Non solo vittime ma addirittura sante, crocifisse, martiri e asessuate. Madri/mogli sacrificate, sottomesse. Madonne e non donne. Sante e mai puttane. Prostrate, piegate, incapaci di reagire. La nostra “natura” sarebbe diversa da quella dell’uomo. Migliori, più meritevoli di tutto, capaci di provare sentimenti colmi di altruismo. Si rimette in scena il copione del bene contro il male, con annesso lieto fine. Ma se è quella la guerra che stiamo combattendo, o che alcune pensano di doverci far combattere, che ruolo hanno ormai le femministe? Se la pensano così non hanno altro che un ruolo di conservazione, normalizzazione. La donna, con la propria eresia, sessualità, blasfemia, imperfezione, sporcizia, non viene liberata. Viene rinchiusa perché puoi solo apparire bella o brutta, con me o contro di me. Con quelle “femministe” o con i maschilisti.
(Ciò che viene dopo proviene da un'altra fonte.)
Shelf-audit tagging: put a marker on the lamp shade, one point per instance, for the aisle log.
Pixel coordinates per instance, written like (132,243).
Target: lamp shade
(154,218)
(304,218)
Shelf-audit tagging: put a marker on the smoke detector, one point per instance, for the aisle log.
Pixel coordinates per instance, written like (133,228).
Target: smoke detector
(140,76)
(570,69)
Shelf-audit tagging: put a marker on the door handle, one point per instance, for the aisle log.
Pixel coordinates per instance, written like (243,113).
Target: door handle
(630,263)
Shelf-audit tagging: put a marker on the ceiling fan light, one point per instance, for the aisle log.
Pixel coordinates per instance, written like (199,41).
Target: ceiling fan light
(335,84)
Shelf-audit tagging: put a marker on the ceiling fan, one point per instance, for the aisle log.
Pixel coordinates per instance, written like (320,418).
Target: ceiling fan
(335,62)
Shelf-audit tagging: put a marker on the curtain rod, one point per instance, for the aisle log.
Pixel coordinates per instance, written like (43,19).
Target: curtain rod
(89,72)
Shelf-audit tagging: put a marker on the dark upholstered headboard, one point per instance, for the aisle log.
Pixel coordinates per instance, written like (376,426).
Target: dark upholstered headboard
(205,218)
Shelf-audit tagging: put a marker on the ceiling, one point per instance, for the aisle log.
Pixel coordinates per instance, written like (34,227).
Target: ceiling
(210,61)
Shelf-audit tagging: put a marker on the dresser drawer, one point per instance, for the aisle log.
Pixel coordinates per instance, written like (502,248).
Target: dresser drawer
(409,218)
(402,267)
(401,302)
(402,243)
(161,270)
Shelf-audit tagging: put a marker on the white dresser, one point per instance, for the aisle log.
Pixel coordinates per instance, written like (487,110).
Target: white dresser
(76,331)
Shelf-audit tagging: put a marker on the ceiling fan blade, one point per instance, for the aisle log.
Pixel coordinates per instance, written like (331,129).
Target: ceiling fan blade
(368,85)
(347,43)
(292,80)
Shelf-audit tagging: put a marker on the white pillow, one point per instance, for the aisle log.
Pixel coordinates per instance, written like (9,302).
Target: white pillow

Quel che da tempo cerco di fare è creare uno spazio per chiunque abbia voglia di manifestare la complessità. Desidererei oggi che si svolgesse un dibattito su questo. Una discussione sui metodi, che sono sostanza politica, almeno lo sono per me. Non importa quante belle parole userai se non ascolti, non rispetti lo spazio di mezzo, quello della gente che non vuole appartenere, non vuole essere usat@ da nessun@. Non importa quanti crocifissi porti al collo o quanti simboli femministi ti stampi sul corpo, se tu usi i loro stessi metodi, se tutto quello che sai fare è demonizzare l’avversario, contrapporre il bene al male, non solo non sei riuscit@ a sovvertire la cultura che ci opprime ma la rafforzi opponendo spazi crudelmente normativi ad altri spazi normativi. Di là la schiavitù e di qua un’altra schiavitù, perché la liberazione è in me. È un processo lento e autonomo che devo superare. È una porta che io da sola devo imparare ad aprire. È la mia capacità di convivere con il dolore, gli errori, la mia fragile o forte umanità. La liberazione per me può essere quel che tu consideri una schiavitù, perché siamo diverse. Lo siamo e basta. E tutto questo non ci impedisce di essere sorelle. O impariamo a unirci e dividerci, con reciproco rispetto, intuendo le nostre reciproche diversità o non c’è alcuna liberazione per tutt* noi.

Io non sono vittima. Non sono il “bene”. Non sono il meglio che tu possa mai trovare. Sono vittima e carnefice, bene e male, meglio e peggio. Sono incerta e ho certezze. Sono altruista o egoista. Io sono una persona. E non è forse per questo che le femministe si sono battute prima di me? Perché le donne potessero ottenere il diritto di essere considerate persone. Dunque, care, vi siete perse quell’ora di lezione di femminismo o avete deciso, volontariamente, di propinarci una versione autoritaria di esso? Fatemi sapere. Io sono sempre qui.